Description:: This module will present retrieved documents to the user. The exact way it does this (e.g. placing a dot as a hot-spot on a map, maintaining an interface similar to e-mail) is not of concern here. Often the module will just extract certain fields from the retrieved documents. It may wish to maintain records of which documents the user has seen. (As a special feature, if a new version of a previous document is retrieved, e.g. an updated traffic report, this may have special significance; however such details are not relevant to our current research programme, and we can ignore them for the present.) In addition the module may wish to provide adaptive feedback concerning the relevance to the user of the documents delivered.
Inputs:: A set of retrieved documents.
Algorithms used and demands on library:: This module will require the usual parsing and field extraction facilities. It also requires that a document has a UniqueID field to identify it. In particular this may be used for adaptive feedback on the relevance of delivered documents: there may be a table of UniqueIDs with a feedback score on each. Such a table might be used by another pre- or post-processor (not explicitly on the list described here).
Outputs:: The output will usually be an object on the user's screen.

Implementing the Context Diary

The operations that need to be performed on the Context Diary are:

adding a context.
deleting a context.
matching against the current context, for example the user might want to find the Diary context that most closely matches their current context (the matching will usually be limited to certain fields of the current context).
extracting Diary information in general; this will also often involve matching operations, e.g. to find the Diary record for the time closest to a certain designated time.

Interestingly these are almost identical to the requirements for manipulating the document collection. Hence I propose that, in the short term at least, the Context Diary takes an identical format to the documentation collection.

[[The alternative is to use a database to store the Context Diary (even though the document collection probably will not use a database). The main arguments for this are ease of use and efficiency. Even though the operations on the Context Diary may be similar to those on the document collection, their relative frequency will be much different: for example updating of the Diary is likely to be very frequent. A database is likely to be geared to working efficiently when there are frequent updates. A database may, however, have problems if the Diary records are highly non-uniform, with different records having different fields.]]

With this assumption, it may be easiest for the user to implement Example 1 as an instance of the Matcher, especially if all that is required is additions to the library rather than deletions.
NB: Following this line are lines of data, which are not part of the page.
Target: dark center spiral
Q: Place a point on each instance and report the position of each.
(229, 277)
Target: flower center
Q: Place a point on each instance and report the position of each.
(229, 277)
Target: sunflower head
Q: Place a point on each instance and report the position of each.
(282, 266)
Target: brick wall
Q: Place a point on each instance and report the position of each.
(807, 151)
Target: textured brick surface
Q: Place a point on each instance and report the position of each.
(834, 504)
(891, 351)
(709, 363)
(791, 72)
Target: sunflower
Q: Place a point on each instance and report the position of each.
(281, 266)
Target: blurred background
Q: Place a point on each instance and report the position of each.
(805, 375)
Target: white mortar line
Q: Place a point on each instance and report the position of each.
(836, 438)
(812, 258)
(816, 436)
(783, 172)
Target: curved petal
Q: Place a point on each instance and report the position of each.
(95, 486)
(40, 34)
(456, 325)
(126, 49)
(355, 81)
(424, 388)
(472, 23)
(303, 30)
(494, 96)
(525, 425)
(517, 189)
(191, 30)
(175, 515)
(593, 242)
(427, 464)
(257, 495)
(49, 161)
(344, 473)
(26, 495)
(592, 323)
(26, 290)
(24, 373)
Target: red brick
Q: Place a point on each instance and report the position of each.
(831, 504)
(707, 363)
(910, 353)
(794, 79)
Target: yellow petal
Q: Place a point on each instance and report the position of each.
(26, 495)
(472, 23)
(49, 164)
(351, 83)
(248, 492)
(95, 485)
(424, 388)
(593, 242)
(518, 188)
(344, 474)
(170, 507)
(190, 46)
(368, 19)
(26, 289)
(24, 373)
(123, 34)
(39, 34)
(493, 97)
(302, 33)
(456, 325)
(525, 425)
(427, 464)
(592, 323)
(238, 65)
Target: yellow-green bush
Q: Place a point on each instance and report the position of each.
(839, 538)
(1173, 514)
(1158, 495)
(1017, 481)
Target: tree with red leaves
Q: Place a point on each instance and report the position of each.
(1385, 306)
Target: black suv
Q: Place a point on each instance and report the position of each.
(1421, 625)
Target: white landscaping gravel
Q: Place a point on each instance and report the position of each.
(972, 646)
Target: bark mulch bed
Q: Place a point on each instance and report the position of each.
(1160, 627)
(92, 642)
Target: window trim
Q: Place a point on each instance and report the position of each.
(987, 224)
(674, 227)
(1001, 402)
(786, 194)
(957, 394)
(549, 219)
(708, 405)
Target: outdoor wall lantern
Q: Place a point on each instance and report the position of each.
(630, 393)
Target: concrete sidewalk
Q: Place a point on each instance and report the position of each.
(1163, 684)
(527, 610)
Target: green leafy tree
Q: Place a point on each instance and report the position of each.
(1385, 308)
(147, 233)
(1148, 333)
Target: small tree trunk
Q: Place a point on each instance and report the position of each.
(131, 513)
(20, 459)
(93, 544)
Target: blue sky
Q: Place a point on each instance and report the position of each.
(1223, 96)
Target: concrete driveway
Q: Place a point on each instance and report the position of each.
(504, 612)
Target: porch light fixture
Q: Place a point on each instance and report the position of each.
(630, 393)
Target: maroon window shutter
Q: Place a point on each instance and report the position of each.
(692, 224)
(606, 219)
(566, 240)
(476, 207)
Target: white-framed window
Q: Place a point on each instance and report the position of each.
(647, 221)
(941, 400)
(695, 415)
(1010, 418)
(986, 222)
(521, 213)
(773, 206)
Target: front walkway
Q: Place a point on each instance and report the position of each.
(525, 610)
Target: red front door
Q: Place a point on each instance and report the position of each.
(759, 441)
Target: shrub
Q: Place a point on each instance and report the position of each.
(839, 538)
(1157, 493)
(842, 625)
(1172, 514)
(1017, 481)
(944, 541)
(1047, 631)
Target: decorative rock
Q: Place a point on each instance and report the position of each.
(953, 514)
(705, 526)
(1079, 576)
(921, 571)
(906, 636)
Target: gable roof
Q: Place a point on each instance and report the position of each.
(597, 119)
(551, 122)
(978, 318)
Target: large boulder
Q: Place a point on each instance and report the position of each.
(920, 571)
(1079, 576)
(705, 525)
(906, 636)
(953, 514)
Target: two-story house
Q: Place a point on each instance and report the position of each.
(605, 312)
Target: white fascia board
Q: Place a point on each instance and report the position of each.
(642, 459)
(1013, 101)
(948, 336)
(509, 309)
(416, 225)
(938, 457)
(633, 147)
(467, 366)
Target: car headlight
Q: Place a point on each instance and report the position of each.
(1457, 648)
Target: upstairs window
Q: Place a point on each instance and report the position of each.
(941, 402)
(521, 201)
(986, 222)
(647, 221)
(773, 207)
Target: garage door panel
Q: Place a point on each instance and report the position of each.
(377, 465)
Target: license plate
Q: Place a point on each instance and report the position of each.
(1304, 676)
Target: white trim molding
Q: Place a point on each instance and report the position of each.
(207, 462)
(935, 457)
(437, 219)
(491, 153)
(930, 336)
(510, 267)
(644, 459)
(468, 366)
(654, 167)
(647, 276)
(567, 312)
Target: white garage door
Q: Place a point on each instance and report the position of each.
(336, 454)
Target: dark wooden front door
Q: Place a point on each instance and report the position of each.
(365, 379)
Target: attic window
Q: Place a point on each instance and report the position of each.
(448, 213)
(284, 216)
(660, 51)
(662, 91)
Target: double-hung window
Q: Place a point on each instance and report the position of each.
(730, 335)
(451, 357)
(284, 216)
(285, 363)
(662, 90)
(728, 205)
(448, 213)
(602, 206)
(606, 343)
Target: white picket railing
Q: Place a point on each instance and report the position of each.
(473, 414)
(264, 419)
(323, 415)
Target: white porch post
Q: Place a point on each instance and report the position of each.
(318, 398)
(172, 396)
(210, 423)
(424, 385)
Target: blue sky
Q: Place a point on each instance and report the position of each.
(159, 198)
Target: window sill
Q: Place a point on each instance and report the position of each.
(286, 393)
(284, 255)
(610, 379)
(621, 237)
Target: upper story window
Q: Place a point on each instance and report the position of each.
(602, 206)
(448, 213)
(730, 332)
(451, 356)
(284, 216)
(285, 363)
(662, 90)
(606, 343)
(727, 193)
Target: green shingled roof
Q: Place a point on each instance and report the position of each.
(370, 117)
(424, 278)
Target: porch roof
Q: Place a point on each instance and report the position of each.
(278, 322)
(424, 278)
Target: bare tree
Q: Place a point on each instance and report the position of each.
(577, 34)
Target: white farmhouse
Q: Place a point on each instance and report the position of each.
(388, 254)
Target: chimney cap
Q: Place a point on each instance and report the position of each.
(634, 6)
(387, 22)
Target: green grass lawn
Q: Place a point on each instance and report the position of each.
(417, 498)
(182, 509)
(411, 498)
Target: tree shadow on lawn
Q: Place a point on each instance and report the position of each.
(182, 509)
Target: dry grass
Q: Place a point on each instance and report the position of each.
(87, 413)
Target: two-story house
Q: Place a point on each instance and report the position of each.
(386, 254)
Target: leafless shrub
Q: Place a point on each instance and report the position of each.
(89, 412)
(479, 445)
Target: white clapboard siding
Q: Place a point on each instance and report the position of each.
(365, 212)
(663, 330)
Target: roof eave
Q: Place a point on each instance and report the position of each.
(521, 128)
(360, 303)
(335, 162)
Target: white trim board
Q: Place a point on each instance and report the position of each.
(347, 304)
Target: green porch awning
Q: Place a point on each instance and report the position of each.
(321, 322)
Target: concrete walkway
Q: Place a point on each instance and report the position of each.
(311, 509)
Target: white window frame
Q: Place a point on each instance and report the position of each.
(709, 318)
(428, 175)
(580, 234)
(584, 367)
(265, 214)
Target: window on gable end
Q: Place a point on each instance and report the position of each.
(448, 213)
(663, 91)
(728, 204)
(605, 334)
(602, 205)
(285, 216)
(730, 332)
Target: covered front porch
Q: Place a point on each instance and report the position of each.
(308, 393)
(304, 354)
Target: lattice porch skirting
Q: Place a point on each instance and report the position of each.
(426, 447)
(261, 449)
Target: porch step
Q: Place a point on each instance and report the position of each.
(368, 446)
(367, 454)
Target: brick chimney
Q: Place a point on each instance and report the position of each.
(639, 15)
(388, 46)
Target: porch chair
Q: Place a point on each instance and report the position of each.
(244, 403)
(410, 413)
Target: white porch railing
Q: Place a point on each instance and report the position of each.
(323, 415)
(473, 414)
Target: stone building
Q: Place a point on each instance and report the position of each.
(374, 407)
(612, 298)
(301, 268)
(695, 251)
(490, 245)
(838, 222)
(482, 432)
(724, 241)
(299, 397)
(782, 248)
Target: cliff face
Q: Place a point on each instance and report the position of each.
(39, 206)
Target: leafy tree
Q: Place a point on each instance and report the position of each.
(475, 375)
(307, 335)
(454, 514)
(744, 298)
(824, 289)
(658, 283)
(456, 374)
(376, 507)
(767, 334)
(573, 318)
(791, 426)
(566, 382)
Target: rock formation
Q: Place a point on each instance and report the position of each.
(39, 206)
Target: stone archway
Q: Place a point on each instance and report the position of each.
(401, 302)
The Matcher will take as inputs the Context Diary (this will be supplied as if it were the document collection), and the current context to be added. The updating algorithm will be supplied as a plug-in to the Matcher. The plug-in will add a time field to the current context, if not already present, in order to record the current time, and then add the augmented current context to the document collection (a fairly trivial operation irrespective of whether the document collection is a Java Vector or a linked list); finally it will call a library method to save the document collection (presumably in internal form). The Context Diary will be ordered by time, i.e. the value in the Time field -- this might be the internal Unix time of seconds since 1976 (?). It is the responsibility of the user, not the library, to maintain this ordering. Thus when adding to the Context Diary, the user is responsible for adding it in the right place, i.e. their plug-in should do this. (Incidentally this plug-in raises the need for the Matcher to provide a slot: "call this plug-in just before matching of fields starts".)